Description of 14 cases of COVID-19 patients with vascular dermatological lesions. These symptoms started a few days after the general clinical signs of the infection and up to 21 days. Inflammatory lesions were reported in 50% of these patients with 4 rash, 2 chickenpox-like vesicles, and cold urticaria. The other 50% were vascular lesions including a purplish macule with porcelain appearance, a livedo, non-necrotic purpura, necrotic purpura, frostbite with Raynaud's syndrome, frostbite alone and a cherry-colored eruptive angioma.
In addition, 40 patients presented with frostbite but were negative for COVID-19 or could not be tested.
The pathophysiology is still uncertain but could be linked to immune dysregulation, vasculitis, microvessel thrombosis, or neoangiogenesis.

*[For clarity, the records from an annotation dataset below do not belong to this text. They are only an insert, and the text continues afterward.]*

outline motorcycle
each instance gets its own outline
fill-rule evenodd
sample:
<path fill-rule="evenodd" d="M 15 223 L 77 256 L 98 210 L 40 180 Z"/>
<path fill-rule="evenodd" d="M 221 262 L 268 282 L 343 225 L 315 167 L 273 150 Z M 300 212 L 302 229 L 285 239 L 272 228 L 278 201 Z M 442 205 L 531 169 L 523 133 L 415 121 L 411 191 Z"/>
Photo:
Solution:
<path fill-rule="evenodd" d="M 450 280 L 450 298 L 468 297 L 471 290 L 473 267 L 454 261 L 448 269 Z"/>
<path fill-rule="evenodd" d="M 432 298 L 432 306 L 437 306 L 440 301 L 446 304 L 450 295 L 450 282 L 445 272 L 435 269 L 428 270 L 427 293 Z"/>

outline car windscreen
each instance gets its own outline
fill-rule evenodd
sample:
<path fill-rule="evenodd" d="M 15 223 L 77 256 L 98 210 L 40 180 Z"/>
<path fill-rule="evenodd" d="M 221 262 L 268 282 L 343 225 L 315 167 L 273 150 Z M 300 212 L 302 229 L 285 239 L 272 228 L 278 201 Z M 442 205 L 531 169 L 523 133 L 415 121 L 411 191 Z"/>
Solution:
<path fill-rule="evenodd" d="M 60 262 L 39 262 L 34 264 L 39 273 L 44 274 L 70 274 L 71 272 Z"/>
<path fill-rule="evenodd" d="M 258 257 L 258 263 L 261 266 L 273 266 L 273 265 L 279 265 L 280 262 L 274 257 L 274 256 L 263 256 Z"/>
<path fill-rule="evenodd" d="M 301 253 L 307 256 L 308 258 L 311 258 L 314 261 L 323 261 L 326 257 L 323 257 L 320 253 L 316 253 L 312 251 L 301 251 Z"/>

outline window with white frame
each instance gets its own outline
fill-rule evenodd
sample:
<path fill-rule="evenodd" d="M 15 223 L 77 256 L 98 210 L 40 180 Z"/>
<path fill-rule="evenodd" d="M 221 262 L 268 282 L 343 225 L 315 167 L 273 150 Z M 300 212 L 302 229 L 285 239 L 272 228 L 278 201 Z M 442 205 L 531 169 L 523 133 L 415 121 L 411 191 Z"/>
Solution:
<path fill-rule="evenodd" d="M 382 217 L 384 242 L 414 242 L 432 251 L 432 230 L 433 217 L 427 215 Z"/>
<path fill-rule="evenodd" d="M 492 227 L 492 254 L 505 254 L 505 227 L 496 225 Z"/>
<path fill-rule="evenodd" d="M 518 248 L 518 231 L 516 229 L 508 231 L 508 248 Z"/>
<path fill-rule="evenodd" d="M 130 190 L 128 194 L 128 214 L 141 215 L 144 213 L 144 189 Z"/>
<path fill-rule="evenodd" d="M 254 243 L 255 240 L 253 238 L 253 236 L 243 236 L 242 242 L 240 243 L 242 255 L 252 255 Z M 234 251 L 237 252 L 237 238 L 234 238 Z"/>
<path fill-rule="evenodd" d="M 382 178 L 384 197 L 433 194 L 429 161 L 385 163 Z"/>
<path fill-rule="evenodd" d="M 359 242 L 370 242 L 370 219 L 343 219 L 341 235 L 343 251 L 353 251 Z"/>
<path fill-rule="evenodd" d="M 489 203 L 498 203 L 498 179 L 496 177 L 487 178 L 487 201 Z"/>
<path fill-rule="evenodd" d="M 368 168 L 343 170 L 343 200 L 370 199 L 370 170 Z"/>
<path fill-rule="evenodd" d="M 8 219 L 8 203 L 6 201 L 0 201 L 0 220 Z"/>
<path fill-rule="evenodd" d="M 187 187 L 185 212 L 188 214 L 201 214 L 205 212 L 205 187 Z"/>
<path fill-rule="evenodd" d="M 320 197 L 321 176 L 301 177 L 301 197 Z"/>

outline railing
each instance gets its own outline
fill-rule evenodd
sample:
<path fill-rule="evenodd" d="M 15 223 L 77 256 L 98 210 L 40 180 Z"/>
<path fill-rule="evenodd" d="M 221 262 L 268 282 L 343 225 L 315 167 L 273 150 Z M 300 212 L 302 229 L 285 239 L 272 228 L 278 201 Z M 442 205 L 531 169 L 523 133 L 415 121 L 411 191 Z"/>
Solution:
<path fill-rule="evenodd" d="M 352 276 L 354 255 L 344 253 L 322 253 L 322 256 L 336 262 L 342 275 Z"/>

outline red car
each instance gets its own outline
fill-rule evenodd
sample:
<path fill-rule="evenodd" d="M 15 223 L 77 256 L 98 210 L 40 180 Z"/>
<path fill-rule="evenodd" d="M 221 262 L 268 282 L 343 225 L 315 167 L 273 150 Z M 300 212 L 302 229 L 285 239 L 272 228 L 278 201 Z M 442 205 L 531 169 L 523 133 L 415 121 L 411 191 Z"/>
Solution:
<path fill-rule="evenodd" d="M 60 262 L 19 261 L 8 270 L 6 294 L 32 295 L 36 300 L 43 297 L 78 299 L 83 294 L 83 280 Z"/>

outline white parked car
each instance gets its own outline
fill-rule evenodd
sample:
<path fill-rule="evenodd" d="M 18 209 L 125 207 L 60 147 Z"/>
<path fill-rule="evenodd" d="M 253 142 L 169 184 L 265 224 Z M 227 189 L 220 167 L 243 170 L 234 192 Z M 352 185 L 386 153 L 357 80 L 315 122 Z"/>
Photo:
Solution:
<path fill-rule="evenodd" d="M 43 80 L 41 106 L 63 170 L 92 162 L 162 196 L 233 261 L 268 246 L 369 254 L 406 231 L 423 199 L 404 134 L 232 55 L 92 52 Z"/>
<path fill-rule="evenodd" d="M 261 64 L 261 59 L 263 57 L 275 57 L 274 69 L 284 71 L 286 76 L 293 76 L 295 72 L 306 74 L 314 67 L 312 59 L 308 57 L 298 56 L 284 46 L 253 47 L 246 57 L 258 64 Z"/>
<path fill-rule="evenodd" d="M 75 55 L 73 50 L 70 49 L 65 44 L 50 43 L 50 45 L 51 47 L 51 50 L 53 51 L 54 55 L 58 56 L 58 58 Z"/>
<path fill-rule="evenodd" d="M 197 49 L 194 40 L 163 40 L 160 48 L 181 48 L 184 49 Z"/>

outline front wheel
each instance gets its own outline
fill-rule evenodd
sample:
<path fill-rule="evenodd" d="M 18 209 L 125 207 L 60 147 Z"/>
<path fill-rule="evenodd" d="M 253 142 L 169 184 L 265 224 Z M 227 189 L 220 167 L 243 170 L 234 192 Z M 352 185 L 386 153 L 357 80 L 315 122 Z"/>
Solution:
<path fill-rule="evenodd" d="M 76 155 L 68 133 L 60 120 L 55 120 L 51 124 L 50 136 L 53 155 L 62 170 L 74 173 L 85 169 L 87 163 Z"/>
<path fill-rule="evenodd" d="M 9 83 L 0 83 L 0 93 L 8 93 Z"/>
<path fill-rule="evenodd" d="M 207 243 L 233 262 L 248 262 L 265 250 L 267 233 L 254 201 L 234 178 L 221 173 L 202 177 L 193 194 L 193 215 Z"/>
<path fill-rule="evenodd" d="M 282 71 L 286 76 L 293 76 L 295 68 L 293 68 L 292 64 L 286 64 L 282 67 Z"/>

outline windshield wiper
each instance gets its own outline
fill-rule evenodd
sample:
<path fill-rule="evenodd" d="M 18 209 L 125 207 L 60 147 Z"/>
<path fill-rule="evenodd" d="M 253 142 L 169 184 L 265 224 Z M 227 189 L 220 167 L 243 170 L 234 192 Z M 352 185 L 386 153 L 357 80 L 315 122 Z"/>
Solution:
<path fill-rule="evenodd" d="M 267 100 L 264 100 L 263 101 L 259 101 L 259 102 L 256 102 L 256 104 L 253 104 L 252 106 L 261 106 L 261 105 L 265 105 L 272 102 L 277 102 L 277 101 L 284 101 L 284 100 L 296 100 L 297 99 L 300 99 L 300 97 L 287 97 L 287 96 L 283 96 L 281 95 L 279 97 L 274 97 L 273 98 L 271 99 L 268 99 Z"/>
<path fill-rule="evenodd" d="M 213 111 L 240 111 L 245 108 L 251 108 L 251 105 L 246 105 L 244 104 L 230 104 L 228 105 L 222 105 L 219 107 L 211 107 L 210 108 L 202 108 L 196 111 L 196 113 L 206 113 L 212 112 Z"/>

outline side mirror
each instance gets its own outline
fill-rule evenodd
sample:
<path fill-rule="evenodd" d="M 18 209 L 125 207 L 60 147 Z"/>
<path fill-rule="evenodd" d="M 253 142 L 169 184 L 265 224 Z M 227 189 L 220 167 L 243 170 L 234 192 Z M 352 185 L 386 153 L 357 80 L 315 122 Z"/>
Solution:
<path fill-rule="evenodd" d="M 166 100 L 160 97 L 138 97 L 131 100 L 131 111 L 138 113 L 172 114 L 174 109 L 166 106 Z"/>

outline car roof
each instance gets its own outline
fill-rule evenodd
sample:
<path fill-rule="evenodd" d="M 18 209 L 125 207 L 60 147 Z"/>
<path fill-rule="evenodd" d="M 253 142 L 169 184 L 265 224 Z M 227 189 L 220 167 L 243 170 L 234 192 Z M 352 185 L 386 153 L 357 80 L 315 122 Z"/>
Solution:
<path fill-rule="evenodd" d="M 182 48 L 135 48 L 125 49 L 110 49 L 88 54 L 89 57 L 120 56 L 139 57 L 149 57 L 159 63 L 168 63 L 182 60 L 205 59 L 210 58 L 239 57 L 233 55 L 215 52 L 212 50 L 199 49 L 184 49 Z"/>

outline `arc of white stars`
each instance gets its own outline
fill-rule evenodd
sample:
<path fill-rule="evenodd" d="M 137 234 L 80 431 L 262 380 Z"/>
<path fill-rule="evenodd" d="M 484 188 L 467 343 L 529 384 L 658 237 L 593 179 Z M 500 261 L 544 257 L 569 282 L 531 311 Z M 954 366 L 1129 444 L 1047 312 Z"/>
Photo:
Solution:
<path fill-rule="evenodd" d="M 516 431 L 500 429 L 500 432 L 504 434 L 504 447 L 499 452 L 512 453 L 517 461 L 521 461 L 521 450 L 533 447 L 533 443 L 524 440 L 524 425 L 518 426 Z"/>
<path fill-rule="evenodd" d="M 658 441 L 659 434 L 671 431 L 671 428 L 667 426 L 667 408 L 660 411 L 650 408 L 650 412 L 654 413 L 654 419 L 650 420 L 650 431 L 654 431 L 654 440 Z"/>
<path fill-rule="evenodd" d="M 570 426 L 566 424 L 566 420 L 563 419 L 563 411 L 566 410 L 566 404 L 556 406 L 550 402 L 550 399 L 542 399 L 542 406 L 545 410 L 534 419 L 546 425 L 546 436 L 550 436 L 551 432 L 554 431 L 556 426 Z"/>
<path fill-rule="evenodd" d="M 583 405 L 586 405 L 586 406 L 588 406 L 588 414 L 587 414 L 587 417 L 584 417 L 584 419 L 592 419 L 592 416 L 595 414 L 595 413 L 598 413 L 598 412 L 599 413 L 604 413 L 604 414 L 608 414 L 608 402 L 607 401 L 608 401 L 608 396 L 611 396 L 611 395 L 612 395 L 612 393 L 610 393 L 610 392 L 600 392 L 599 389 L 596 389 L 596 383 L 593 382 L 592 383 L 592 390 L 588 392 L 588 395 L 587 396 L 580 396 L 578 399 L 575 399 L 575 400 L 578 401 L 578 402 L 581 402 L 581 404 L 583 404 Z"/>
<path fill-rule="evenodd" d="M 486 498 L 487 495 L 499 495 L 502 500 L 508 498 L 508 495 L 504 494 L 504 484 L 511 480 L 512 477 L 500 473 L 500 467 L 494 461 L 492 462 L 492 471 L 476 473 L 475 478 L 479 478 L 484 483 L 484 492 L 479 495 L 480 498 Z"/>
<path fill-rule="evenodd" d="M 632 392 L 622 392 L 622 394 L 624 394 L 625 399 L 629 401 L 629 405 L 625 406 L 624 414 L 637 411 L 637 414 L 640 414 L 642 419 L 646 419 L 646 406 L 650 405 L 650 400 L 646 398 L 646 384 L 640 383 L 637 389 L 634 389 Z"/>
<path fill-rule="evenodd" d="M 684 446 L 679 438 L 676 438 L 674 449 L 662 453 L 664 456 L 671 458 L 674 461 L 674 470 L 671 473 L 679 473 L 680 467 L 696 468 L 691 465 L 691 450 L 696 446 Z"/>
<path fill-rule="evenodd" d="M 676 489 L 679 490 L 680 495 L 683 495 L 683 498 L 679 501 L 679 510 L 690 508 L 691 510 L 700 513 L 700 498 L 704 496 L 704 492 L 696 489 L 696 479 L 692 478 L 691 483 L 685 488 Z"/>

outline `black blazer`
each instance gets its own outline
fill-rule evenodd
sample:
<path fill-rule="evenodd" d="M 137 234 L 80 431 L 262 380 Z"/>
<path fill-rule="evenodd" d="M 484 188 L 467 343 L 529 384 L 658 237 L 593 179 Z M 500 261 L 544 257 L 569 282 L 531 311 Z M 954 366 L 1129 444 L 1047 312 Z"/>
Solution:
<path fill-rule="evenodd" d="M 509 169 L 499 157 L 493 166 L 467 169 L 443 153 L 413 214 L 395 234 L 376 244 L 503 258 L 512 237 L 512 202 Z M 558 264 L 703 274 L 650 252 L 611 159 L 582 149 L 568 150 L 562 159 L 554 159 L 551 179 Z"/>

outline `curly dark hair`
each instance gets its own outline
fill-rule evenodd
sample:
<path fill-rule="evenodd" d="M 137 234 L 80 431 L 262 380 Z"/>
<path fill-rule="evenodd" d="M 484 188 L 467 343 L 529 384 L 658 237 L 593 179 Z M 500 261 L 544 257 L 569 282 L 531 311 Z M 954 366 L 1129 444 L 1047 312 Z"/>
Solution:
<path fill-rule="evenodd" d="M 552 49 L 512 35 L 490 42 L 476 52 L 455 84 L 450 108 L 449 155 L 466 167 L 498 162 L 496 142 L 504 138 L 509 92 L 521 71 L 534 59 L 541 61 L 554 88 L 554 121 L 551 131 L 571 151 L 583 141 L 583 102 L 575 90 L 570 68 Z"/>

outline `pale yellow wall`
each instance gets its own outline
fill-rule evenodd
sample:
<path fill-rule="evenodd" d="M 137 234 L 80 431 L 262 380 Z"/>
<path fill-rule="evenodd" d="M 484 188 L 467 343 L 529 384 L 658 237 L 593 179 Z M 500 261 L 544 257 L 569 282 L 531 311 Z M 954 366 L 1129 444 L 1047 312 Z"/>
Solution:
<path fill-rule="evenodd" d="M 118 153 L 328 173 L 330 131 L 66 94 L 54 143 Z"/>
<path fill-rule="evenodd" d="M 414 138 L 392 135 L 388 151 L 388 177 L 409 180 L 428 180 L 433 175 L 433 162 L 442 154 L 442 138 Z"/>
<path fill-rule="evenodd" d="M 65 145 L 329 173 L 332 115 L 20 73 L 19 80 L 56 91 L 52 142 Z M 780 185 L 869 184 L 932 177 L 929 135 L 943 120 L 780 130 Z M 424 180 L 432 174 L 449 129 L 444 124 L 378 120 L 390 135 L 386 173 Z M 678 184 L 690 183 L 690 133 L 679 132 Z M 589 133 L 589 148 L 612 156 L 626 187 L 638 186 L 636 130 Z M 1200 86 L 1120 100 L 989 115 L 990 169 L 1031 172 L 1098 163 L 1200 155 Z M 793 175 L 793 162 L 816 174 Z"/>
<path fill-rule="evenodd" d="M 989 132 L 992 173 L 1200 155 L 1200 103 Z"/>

Dermatological and vascular lesions are possible in the context of a COVID-19 infection with, in particular, rashes, purpuras, or frostbites. They appear after the onset of general symptoms of the infection and up to potentially 21 days later.
However, further studies are necessary to determine the prevalence of these symptoms, their impact on the prognosis and their pathophysiological origin.
- Based on the description of only 14 cases
- Impossible to conclude on the prevalence of these lesions
- Declarative data
- No information on the clinical characteristics of the patients or the outcomes
French national retrospective observational study carried out by private dermatologists and in 2 Parisian hospitals at the end of March beginning of April.
Collection of declarative data via in the society of dermatology and verification of the positivity of the infection by PCR on nasopharyngeal samples.